Some of the important areas you will be covering in the process of your investigation pertain to major orders and contracts, employment terms, technological concerns, environmental issues, any outstanding litigation, customer service, marketing and research and development.

 

As you can see, due diligence is not just about finance and accounts. This is the time when the buyer may discover that business earnings are not as represented or that the lease is running out. At the end of this process, the buyer will have a crystal clear understanding of the business they are getting into, what changes they need to make, how much money is involved and if this is the right business for you.

 

This is the slowest and probably the most unexciting part of buying a business. It is also ridden with delays; and delays, as many people know, ruin deals. A whole lot of time is required to collect all the materials needed for review. The possibility of disagreements may slow down the process further.
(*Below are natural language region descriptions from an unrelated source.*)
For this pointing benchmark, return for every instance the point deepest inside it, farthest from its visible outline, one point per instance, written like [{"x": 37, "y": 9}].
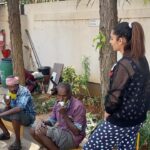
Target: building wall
[{"x": 63, "y": 33}]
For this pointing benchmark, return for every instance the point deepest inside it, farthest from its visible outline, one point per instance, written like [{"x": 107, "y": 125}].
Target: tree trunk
[
  {"x": 16, "y": 40},
  {"x": 108, "y": 19}
]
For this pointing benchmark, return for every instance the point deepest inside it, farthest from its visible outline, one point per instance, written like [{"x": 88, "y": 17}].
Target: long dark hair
[{"x": 134, "y": 35}]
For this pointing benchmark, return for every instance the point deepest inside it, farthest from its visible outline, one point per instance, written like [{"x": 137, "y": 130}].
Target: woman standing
[{"x": 125, "y": 103}]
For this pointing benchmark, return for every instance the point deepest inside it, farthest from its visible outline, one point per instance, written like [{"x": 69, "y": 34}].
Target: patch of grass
[{"x": 43, "y": 105}]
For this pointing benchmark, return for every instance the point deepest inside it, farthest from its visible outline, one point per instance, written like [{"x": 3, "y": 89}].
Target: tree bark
[
  {"x": 108, "y": 19},
  {"x": 16, "y": 40}
]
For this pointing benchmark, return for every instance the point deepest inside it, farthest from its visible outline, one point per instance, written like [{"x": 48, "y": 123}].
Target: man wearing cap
[
  {"x": 65, "y": 127},
  {"x": 19, "y": 110}
]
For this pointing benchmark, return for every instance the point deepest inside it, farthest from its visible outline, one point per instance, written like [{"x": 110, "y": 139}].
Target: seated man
[
  {"x": 19, "y": 110},
  {"x": 65, "y": 128},
  {"x": 30, "y": 81}
]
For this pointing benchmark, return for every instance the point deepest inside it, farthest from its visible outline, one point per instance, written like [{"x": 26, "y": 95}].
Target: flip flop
[
  {"x": 4, "y": 136},
  {"x": 15, "y": 146}
]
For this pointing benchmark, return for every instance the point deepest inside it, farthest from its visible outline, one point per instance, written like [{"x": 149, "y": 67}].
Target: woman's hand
[{"x": 106, "y": 115}]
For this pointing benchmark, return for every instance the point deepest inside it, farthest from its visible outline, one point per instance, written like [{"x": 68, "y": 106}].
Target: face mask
[{"x": 12, "y": 95}]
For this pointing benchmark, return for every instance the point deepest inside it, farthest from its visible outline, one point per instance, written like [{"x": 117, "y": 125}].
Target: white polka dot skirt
[{"x": 108, "y": 136}]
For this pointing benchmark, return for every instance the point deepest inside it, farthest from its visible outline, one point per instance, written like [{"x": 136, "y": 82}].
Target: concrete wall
[{"x": 63, "y": 33}]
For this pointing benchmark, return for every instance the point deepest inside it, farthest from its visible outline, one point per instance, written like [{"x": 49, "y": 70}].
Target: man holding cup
[{"x": 65, "y": 128}]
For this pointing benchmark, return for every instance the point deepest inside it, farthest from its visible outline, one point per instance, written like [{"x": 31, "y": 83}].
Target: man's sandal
[
  {"x": 4, "y": 136},
  {"x": 15, "y": 146}
]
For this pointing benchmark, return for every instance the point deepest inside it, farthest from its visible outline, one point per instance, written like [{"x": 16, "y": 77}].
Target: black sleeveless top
[{"x": 125, "y": 100}]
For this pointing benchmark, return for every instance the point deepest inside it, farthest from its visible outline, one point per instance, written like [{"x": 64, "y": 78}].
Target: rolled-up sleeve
[{"x": 79, "y": 117}]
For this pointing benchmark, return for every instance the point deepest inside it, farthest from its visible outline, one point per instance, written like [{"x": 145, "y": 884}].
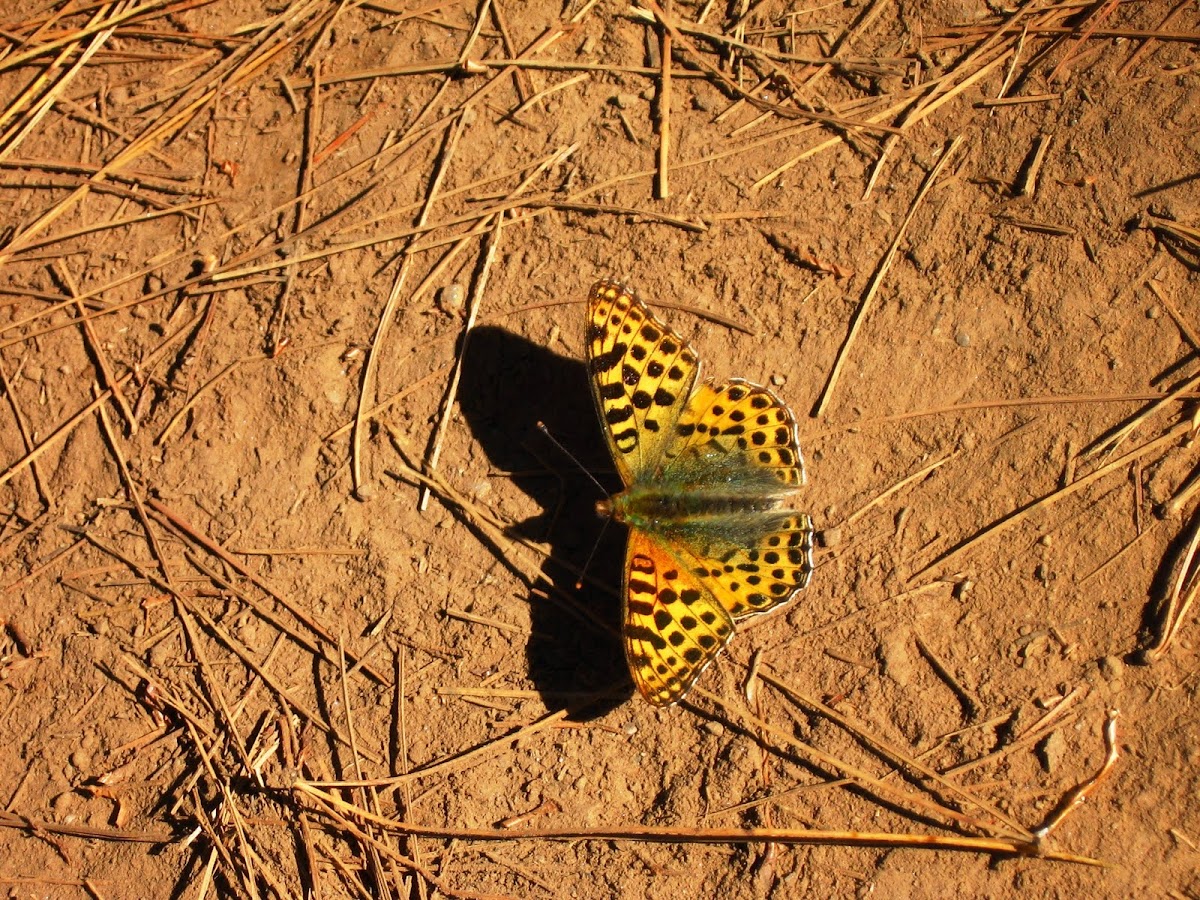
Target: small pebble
[
  {"x": 1111, "y": 669},
  {"x": 450, "y": 299},
  {"x": 831, "y": 537},
  {"x": 1050, "y": 751}
]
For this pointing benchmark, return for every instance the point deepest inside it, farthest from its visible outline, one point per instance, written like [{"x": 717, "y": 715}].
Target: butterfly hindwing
[
  {"x": 747, "y": 581},
  {"x": 642, "y": 373},
  {"x": 673, "y": 627}
]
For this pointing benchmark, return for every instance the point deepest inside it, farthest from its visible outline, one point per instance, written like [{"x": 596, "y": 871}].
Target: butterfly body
[{"x": 712, "y": 477}]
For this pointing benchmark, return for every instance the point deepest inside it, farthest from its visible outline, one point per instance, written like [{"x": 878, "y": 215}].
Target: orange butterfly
[{"x": 711, "y": 477}]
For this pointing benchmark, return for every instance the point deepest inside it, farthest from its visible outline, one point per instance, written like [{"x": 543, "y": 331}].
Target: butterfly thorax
[{"x": 653, "y": 508}]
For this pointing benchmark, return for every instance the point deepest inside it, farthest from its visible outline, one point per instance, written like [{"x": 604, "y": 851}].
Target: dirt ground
[{"x": 288, "y": 582}]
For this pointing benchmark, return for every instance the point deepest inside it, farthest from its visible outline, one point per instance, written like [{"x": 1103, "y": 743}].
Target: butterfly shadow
[{"x": 510, "y": 384}]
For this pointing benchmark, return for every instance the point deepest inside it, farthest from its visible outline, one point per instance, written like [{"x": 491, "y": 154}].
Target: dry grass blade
[
  {"x": 1020, "y": 515},
  {"x": 701, "y": 835}
]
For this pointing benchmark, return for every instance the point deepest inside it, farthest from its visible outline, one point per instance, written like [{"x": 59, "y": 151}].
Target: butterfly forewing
[
  {"x": 749, "y": 426},
  {"x": 642, "y": 373}
]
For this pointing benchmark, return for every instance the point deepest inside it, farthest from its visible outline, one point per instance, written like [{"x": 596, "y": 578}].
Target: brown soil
[{"x": 189, "y": 558}]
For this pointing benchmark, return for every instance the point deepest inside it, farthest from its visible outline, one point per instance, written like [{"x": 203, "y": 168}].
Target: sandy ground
[{"x": 274, "y": 273}]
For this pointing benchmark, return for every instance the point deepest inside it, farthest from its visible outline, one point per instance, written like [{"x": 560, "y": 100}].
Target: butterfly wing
[
  {"x": 642, "y": 373},
  {"x": 739, "y": 436},
  {"x": 673, "y": 627}
]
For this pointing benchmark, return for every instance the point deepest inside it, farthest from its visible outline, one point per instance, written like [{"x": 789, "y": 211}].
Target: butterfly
[{"x": 712, "y": 474}]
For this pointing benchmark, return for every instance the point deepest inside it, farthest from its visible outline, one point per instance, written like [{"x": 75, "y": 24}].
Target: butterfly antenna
[
  {"x": 592, "y": 553},
  {"x": 569, "y": 455}
]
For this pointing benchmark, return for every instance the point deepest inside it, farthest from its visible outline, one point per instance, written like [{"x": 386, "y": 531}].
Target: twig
[
  {"x": 877, "y": 279},
  {"x": 450, "y": 397}
]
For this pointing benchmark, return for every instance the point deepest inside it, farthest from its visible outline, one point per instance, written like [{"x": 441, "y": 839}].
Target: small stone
[
  {"x": 450, "y": 299},
  {"x": 64, "y": 803},
  {"x": 897, "y": 658},
  {"x": 160, "y": 654},
  {"x": 1111, "y": 669},
  {"x": 831, "y": 537},
  {"x": 1051, "y": 750}
]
Too many delays can stop the transaction altogether.

 

While there is no fixed period for due diligence, most small businesses take about three to five weeks to conduct their investigation. As the buyer, you have to read all documents yourself and make a list of queries and get these answered when meeting with professionals.

 

Diligent research is important, but it is also important to know when to stop research and start taking concrete action. According to many experienced brokers, aggressive people are the ones who ultimate buy the business they want. That is because every time you come across a business that is worth buying, there is only a small window of opportunity open to you. Spending too much time on ferreting out information will leave you with a good amount of information, but no business. Smarter, quicker folks would have already closed the deal.

 

The role of professionals in the buying process:

The process of buying a business involves precise legal documentation and a detailed study of the company’s accounts. The buyer’s accountant will present a rosy picture. It is up to you to unearth vital facts. Therefore, it is recommended that you seek the services of a solicitor and accountant before completing the business transfer.

 

You’re about to select a critical and costly resource. Do not be put off by the cost of these services because pinching pennies now could have dire consequences later on.

 

Before you select the right person, get recommendations from trusted banks, business friends and advisors. So, hold an interview and see that the professional has the necessary expertise and experience. Remember that you are in the last legs of finalizing the deal and there will be no going back after you sign on the dotted line.

 

 

Sources of information: You are allowed the freedom to dig deeply and use all available documents. Some of the important records you will have to look up pertain to:

 

Financial statements and tax returns:

Ø      Audited financial statements of three years together with the Audit reports

Ø      Recent unaudited statements

Ø      The company’s credit report

Ø      A list of inventory

Ø      A schedule of contingent liabilities

Ø      A schedule of accounts receivable and payable

Ø      A description of any changes in accounting methods in recent years

Ø      A report on expenses (fixed and variable)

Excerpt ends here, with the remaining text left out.